Magnetic Turbulence Boosts Supernova Signals of Axion-Photon Conversion

TL;DR

This paper demonstrates that small-scale turbulent magnetic fields significantly enhance axion-photon conversion signals from supernovae, improving constraints on axion couplings by up to two orders of magnitude.

Contribution

It introduces the impact of turbulent magnetic fields on axion-photon conversion, extending sensitivity to larger axion masses and improving existing constraints.

Findings

Turbulent magnetic fields boost axion-photon conversion signals.

Sensitivity to axion couplings is improved by up to two orders of magnitude.

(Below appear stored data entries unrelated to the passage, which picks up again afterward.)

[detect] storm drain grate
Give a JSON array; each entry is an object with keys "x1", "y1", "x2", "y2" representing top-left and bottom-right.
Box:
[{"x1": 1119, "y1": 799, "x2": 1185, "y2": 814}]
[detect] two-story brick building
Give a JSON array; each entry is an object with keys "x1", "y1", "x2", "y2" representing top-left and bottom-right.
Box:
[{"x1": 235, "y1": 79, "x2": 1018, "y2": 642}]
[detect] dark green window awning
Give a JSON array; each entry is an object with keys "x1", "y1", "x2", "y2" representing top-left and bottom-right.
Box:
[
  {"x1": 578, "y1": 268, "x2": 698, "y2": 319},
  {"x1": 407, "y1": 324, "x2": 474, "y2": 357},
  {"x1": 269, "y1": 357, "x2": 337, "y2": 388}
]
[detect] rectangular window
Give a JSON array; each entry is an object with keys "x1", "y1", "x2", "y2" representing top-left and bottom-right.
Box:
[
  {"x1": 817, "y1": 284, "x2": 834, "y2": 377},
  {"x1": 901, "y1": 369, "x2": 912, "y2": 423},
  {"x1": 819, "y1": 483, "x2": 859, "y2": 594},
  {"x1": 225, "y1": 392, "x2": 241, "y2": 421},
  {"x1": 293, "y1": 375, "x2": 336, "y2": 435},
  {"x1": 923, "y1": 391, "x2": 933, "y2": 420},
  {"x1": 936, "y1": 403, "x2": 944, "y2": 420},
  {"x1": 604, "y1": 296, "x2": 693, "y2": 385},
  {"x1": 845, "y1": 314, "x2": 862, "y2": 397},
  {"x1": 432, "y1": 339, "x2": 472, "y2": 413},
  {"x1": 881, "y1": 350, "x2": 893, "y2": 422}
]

Turbulence likely affects other astrophysical axion searches.

Abstract

Magnetic fields between a supernova (SN) and Earth convert axions into gamma rays. The absence of such a signal in coincidence with SN 1987A neutrinos, using the coherent Milky Way field, provides well-studied constraints on $g_{ap}\times g_{a\gamma}$ (axion-proton times axion-photon couplings) and on $g_{a\gamma}$ alone. We show that the small-scale power of the turbulent magnetic field component boosts axion-photon conversion and, crucially, extends sensitivity to larger masses. The turbulent field components of the Milky Way and of the Large Magellanic Cloud (hosting SN 1987A) yield improvements of up to two orders of magnitude in $g_{ap}\times g_{a\gamma}$. Turbulence should likely impact the sensitivity of other searches based on other axion-photon conversion sites, such as starburst galaxies.